1. **During indexing** — every chunk is tagged with the KnowledgeBase's unique `knowledge_id` in the vector database metadata
2. **During search** — a `knowledge_base_id` filter is automatically injected into every query, so only chunks belonging to this KnowledgeBase are returned

When `isolate_search=False`, chunks are stored without a `knowledge_base_id` tag, and no filter is applied at query time.

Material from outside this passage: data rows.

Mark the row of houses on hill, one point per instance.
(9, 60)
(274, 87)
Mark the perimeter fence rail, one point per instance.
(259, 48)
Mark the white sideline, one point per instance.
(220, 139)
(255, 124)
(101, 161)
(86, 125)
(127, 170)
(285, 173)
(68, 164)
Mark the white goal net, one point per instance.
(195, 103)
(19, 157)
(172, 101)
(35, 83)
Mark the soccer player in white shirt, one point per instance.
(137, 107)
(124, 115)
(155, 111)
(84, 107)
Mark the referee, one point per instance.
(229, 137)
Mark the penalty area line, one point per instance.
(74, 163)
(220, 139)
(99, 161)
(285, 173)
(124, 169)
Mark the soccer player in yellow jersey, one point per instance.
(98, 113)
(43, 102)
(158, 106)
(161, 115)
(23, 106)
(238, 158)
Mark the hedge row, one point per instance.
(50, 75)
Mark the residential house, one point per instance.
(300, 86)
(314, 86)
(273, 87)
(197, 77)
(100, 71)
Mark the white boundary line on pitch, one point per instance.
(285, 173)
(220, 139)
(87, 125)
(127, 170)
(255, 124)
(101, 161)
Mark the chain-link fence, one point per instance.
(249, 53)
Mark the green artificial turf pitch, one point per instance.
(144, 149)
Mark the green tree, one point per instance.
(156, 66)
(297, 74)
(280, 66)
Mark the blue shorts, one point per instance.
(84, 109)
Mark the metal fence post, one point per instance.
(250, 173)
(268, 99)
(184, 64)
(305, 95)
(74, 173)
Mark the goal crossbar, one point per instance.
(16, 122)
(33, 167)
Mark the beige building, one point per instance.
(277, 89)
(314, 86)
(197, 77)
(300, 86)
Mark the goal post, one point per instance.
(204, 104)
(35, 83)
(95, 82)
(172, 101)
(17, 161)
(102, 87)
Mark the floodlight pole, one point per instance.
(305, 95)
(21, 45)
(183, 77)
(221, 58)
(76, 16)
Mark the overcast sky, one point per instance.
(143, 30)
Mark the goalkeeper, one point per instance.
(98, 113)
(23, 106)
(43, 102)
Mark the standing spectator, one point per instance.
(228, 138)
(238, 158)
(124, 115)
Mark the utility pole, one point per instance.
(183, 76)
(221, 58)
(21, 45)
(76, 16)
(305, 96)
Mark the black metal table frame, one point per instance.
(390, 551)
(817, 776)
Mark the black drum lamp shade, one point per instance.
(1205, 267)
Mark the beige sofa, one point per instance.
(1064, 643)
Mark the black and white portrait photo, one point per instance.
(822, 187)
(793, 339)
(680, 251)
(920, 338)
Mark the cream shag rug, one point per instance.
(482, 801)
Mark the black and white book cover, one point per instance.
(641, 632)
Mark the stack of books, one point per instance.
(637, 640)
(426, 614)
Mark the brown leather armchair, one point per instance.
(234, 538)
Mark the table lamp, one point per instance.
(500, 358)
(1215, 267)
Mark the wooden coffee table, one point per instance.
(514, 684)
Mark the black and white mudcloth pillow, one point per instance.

## Example: Two Isolated KnowledgeBases

Two KnowledgeBases share the same Chroma collection but return only their own documents:

```python theme={null}
from upsonic import Agent, Task, KnowledgeBase
from upsonic.embeddings import OpenAIEmbedding, OpenAIEmbeddingConfig
from upsonic.vectordb import ChromaProvider, ChromaConfig, ConnectionConfig, Mode

embedding = OpenAIEmbedding(OpenAIEmbeddingConfig())

# Both KBs point to the same collection
def make_vectordb():
    return ChromaProvider(ChromaConfig(
        collection_name="company_docs",
        vector_size=1536,
        connection=ConnectionConfig(mode=Mode.EMBEDDED, db_path="./chroma_db"),
    ))

# KB for HR policies
hr_kb = KnowledgeBase(
    sources=["hr_handbook.pdf"],
    vectordb=make_vectordb(),
    embedding_provider=embedding,
    name="hr_policies",
    isolate_search=True,  # default — only returns HR docs
)

# KB for engineering docs
eng_kb = KnowledgeBase(
    sources=["engineering_wiki/"],
    vectordb=make_vectordb(),
    embedding_provider=embedding,
    name="engineering_docs",
    isolate_search=True,  # default — only returns engineering docs
)

agent = Agent("anthropic/claude-sonnet-4-5")

# This query only searches HR documents
hr_task = Task(
    description="What is the PTO policy?",
    context=[hr_kb],
)
print(agent.do(hr_task))

# This query only searches engineering documents
eng_task = Task(
    description="How do we deploy to production?",
    context=[eng_kb],
)
print(agent.do(eng_task))
```

With `isolate_search=True`, querying the HR KnowledgeBase about deployment will never return engineering docs, and vice versa — even though they share the same underlying collection.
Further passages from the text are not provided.